Validation/Scoring Steps

  • applicability (0.15): decide whether RFC 9728 is claimed or discovered.
  • discover (0.10): build root, path-specific, linked, and challenge-derived metadata candidates.
  • fetch (0.20): fetch a protected-resource metadata document.
  • metadata (0.20): validate RFC 9728 shape and optional registered fields.
  • resource-identity (0.15): verify metadata resource matches the expected protected resource identifier.
  • authorization-servers (0.10): validate issuer hints, stricter for MCP/agent OAuth resources.
  • protected-route-challenge (0.10): probe discoverable protected routes for WWW-Authenticate with resource_metadata.

Standard Behavior

Missing metadata is not_applicable unless RFC 9728 or OAuth-protected resource support is claimed. If metadata is found, the check validates it even without visible homepage auth signals.

For base RFC 9728 metadata, missing authorization_servers is a warning. For MCP/agent OAuth protected resources, missing authorization_servers is a failure.

If a protected route returns 401 but omits resource_metadata, the check fails because the protected route did not prove RFC 9728 linkage.
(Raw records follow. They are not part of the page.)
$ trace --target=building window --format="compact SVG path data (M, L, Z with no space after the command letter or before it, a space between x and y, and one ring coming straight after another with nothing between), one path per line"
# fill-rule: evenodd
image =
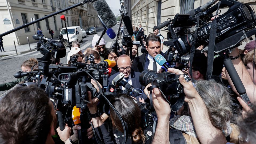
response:
M22 21L23 22L23 24L27 23L27 14L25 13L21 13L21 17L22 18ZM24 28L25 30L25 33L30 32L29 27L26 27Z
M181 0L180 11L181 14L186 14L194 8L195 0Z
M47 15L45 15L45 16L47 16ZM49 21L48 20L48 19L47 18L45 19L45 23L46 23L46 28L47 30L49 30L50 29L50 26L49 25Z
M53 21L54 21L54 26L55 26L55 31L57 30L57 24L56 24L56 17L53 17Z
M39 14L35 14L35 19L36 20L39 18ZM41 29L41 27L40 26L40 22L38 22L37 23L37 27L38 29Z

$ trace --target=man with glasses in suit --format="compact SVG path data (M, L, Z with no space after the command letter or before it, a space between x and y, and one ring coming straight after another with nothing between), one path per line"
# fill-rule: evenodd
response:
M139 89L142 90L144 89L145 87L142 86L139 83L139 78L141 73L132 70L131 59L129 56L126 54L123 54L119 57L117 59L117 66L119 70L119 72L117 72L109 77L108 86L111 85L112 81L114 78L120 73L122 73L125 75L123 81L126 81L133 86L135 89ZM125 88L123 86L120 86L120 87L122 90L125 89ZM142 93L142 91L141 92ZM147 98L147 96L144 93L142 94L135 94L133 97L138 100L139 100L139 98L145 99Z

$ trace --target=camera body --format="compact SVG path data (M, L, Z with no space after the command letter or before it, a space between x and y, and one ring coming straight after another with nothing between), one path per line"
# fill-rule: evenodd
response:
M228 54L228 50L239 45L246 37L256 32L256 17L248 5L235 0L223 0L219 2L221 3L220 8L227 7L229 9L215 18L217 28L215 58L225 54L224 53ZM195 31L188 34L184 32L184 28L191 27L197 23L196 19L189 14L176 14L174 19L170 21L167 29L169 31L167 39L173 41L179 54L190 52L194 42L195 48L202 45L207 47L212 26L212 22L207 22L213 17L213 13L217 10L218 6L216 5L204 11L197 10L198 9L192 10L195 11L195 17L199 19L199 27L196 33Z
M140 75L139 82L145 86L150 83L153 85L158 86L172 110L176 111L182 106L185 98L183 86L179 81L179 76L169 71L159 74L146 70ZM187 81L191 80L187 75L185 75L184 77Z

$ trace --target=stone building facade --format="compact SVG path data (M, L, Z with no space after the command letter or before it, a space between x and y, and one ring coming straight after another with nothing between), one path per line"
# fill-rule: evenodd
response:
M36 19L63 9L83 1L81 0L1 0L0 1L0 33L31 22L31 18ZM88 7L87 8L87 7ZM32 35L40 28L45 37L51 38L49 29L54 31L55 37L65 26L60 18L64 15L67 26L80 26L86 29L89 26L101 26L97 14L91 3L85 4L31 25L3 37L5 46L13 45L14 39L16 45L36 41Z
M177 13L186 13L190 10L203 5L209 0L131 0L132 23L138 27L141 24L144 34L153 33L153 28L173 18ZM256 0L239 0L249 3L256 9ZM226 11L222 10L221 13ZM162 29L160 33L167 40L168 32ZM167 49L165 46L165 49ZM240 46L242 47L243 45ZM241 48L243 49L243 48Z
If no protected route can be safely probed, otherwise valid metadata produces a warning rather than a failure.

Non-Standard And Real-World Behavior

Many SaaS products use dashboard-generated API keys. That is an auth mechanism, but it is not OAuth Protected Resource Metadata. Those sites should publish clear API-key docs, OpenAPI security schemes, API catalog entries, or auth.md, not RFC 9728 metadata unless they operate OAuth-protected resources.

MCP servers are stricter than base RFC 9728 because MCP clients need protected-resource metadata to bootstrap authorization server discovery and audience-restricted token requests.

Non-Goals And Limitations

  • The check does not complete an OAuth flow.
  • The check does not prove every protected route on the site is linked correctly.
  • The check does not validate signed metadata cryptographically.
  • The check does not replace OAuth/OIDC authorization-server discovery.
  • The check does not require API-key-only products to publish protected-resource metadata.

References

Source: lib/checks/oauth-protected-resource/versions/1.0.0/docs.md

6. Version Changelog

oauth-protected-resource v1.0.0 Changelog

  • Changed applicability from generic auth/login signals to RFC 9728 claim or discovery evidence.
  • Added root, path-specific, linked, and challenge-derived metadata candidate discovery.
  • Added profile-aware handling for base RFC 9728 versus stricter MCP/agent OAuth protected-resource expectations.
  • Treated authorization_servers as optional for base RFC 9728 and required for MCP/agent OAuth protected resources.
  • Tightened WWW-Authenticate validation to require RFC 9728 resource_metadata linkage for protected-route proof.